Of the perfection of his design. Of how he created man and how he created woman, and how he meant for man and woman to come together as one.

There are many these days who seek to pervert the intention of God, who are intrinsically disordered in their thinking and in their actions.

These sinful men would have us believe their perversions are justified, are rightful, are acceptable.

Men in our midst. Men like…” He blinked hard, then frowned.

“Like…” He coughed and turned away from the congregation for a moment.

“My apologies. Men in our midst, such as…” He winced, unable to get his next words out.

Dara nudged me again and winked .

“Well, I’m sure you can all think of someone,” Father McDonagh said. “Do not let these men pull the wool over your eyes. Remember always they are illegal in the eyes of the law, and worse, they are sinners in the eyes of God.”

He fixed me with a baleful stare, obvious enough for several heads in the crowd to turn to the back of the church.

I held firm.

“Go now, to love and serve the Lord.” Still staring, Father McDonagh drew the sign of the cross and the people began to gather their belongings and file out of the church.

We were the first out. I steamed along the road to my car, slamming the door when I got in. I revved the engine and tore along the road.

“He’s a slimy feckin’ bastard,” I said. “But your poppet did the trick.”

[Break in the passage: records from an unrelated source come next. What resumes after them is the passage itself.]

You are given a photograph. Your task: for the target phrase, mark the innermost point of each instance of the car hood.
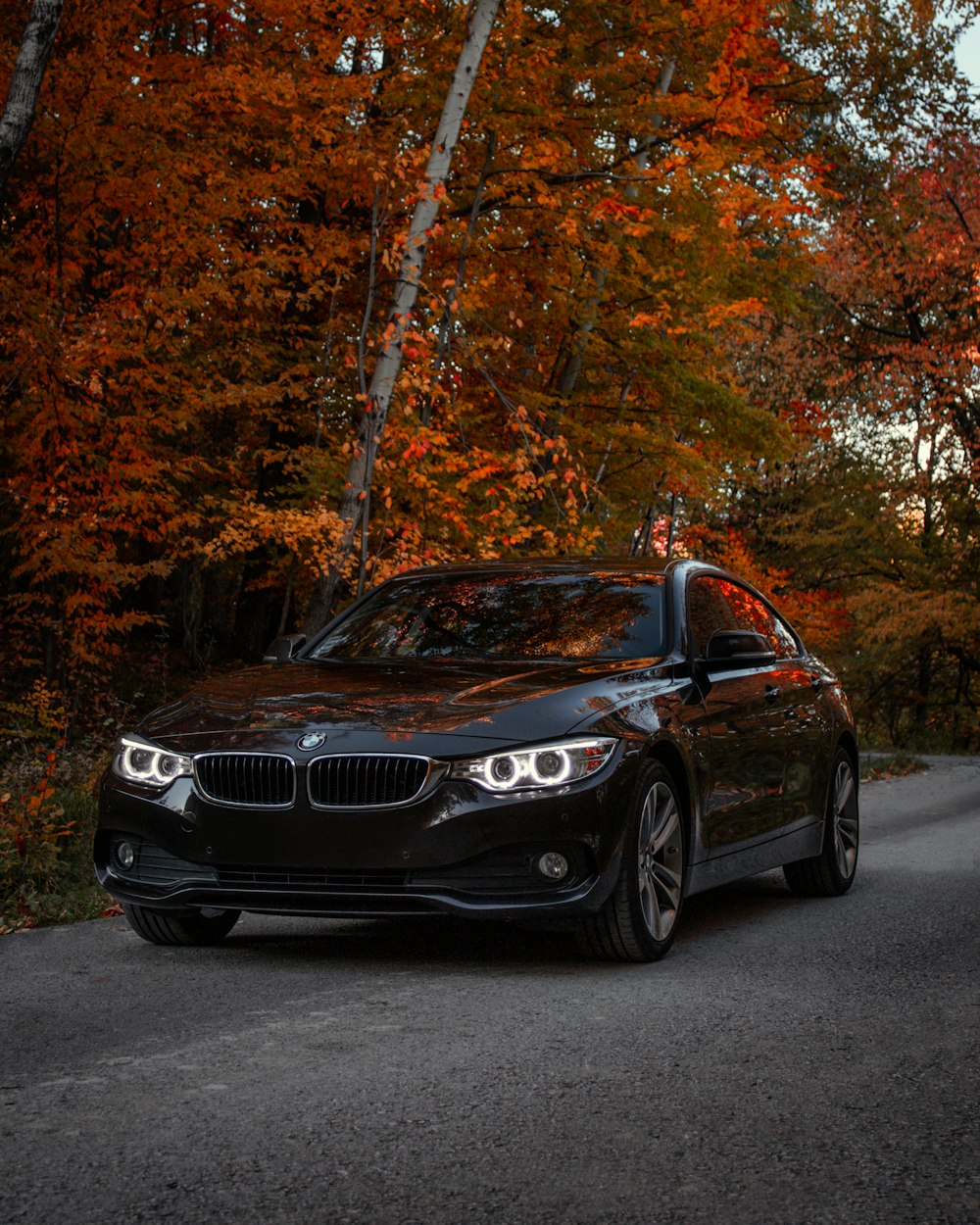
(401, 700)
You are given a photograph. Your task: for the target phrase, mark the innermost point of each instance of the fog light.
(553, 865)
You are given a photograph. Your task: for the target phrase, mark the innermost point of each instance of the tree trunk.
(24, 83)
(354, 508)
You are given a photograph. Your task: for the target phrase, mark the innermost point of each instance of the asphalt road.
(790, 1061)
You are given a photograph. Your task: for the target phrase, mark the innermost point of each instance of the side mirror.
(739, 647)
(283, 650)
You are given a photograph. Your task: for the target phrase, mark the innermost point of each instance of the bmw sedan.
(581, 743)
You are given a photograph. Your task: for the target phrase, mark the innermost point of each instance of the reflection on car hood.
(510, 701)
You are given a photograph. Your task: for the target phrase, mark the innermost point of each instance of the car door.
(799, 718)
(744, 800)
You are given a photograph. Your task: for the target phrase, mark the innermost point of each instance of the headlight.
(138, 762)
(532, 769)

“Don’t let him get to you.” Dara grabbed the handle above his head. “Small minds think small thoughts. He can't see the world beyond his church doors.”

“How can you be so calm?”

“I’ve heard worse. Sure I’ve had worse shouted at me. Some people don’t know any better. It’s hard to see from here but the world is changing.” He set his free hand on my knee. “It won't always be like this.”